One of the main issues with long-haul flights, he adds, is the accompanying jet lag. “Exercise is one of the best ways to mitigate jet lag, as it can help with time-change adjustments and speeding up the return to a normal circadian rhythm – our internal body clock.”
According to Chris, there are two ways to utilise training to help with jet lag. First, train as soon as possible after you land. “This approach works superbly for eliminating the nauseating fatigue that long flights can create. In professional wrestling, where the travelling schedule often requires wrestlers to travel to multiple cities each week, one of their secrets to staying fresh and focused is to do some form of exercise when they land after a flight.”
Secondly, he suggests training first thing in the morning. So, if you land at night, set your alarm at your usual wake-up time the next day, and train! However, replicating your home training regimen in a hotel gym or somewhere else can be tough, especially if equipment and time are limited.
“Efficiency is the priority here; five to 20 minutes is all you’ll need,” Chris says. “All hotel gyms will have some cardio equipment that you can use for this, and, at the very least, a treadmill.

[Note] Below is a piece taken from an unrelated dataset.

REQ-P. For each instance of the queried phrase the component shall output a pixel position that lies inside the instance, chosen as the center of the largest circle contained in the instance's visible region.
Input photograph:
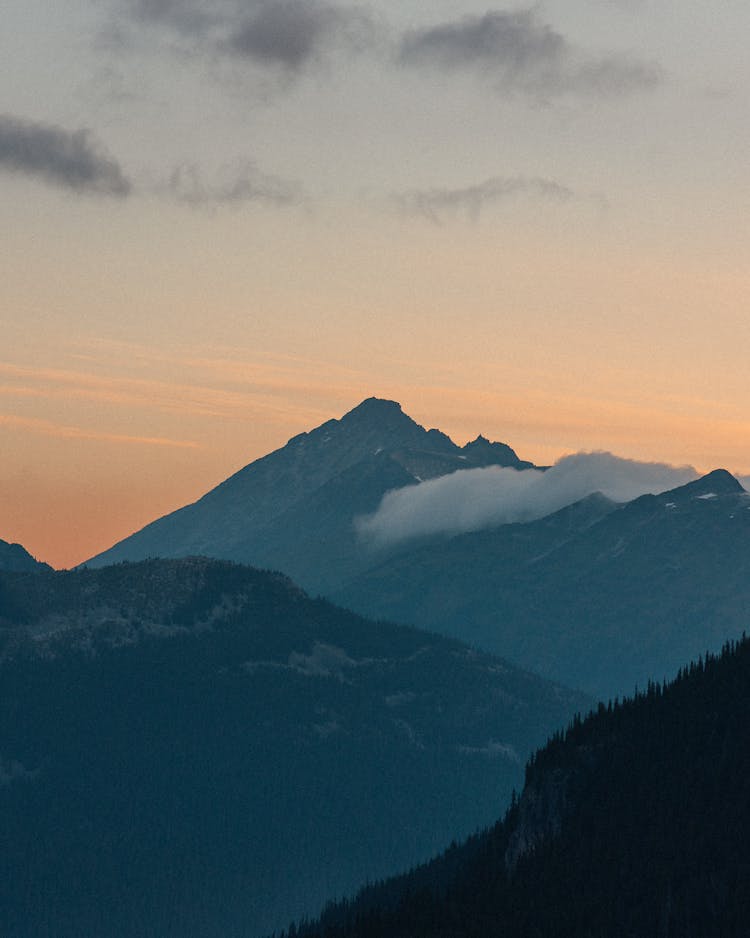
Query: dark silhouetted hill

Instead of using it the traditional way, try ‘deadmills’! For example, go hard for 10 to 20 seconds, then go slow for 40 to 50 seconds.”
Additionally, Chris suggests getting outside for some physical activity. “Walking and running are great ways to see a city,” he says. He notes that it’s best to get out early in the day, as exposure to sunlight will help your circadian rhythm to readjust if you’ve switched time zones.
Exercise #1: Moving Plank
1. Begin in a plank position with wrists positioned directly below shoulders. Squeeze your glutes and brace your core by tucking your abdominals in, and ensuring your back is flat.
2. Bring one elbow towards the ground, followed by the other elbow, so that you are now planking on your elbows.
3. Return to your original starting position in which both hands are placed on the ground.
4. Keep doing this for one minute or as long as you can.
Muscles worked: This exercise primarily works the abdominals.
Exercise #2: Frogger
1. Start in a plank position.
2. Bring your right foot on the outside of your right hand. Keep wrists directly under your shoulders at all times.
3. Then, return back to starting position by bringing your right foot back into plank formation.
4. Bring your left foot on the outside of your left hand and repeat with a similar motion as previously done on the right side.
5. Repeat this entire process for one minute.
Tip: To increase intensity or difficulty level, speed up the motion. When done quickly, this metabolic exercise will bring your heart rate up and give you a good sweat.
Exercise #3: Squat Holds
1. Begin this exercise in an upright standing position.
2. Then, in a controlled manner, bring yourself into a squat with knees bent at a 90-degree angle, pushing your hips back as though you’re about to sit on a chair. Hold the squat for 10 seconds before coming up slowly.
3. Repeat this motion 10 times.
Tip: Ensure that you keep your chest in an upright position at all times.
Muscles worked: This exercise primarily works your quads and hamstrings.
• Suggested rest time in between exercises is 30 seconds.
• After completing all three exercises, rest for one minute before resuming the circuit. Depending on how much time you can spare, aim to do the entire circuit four times.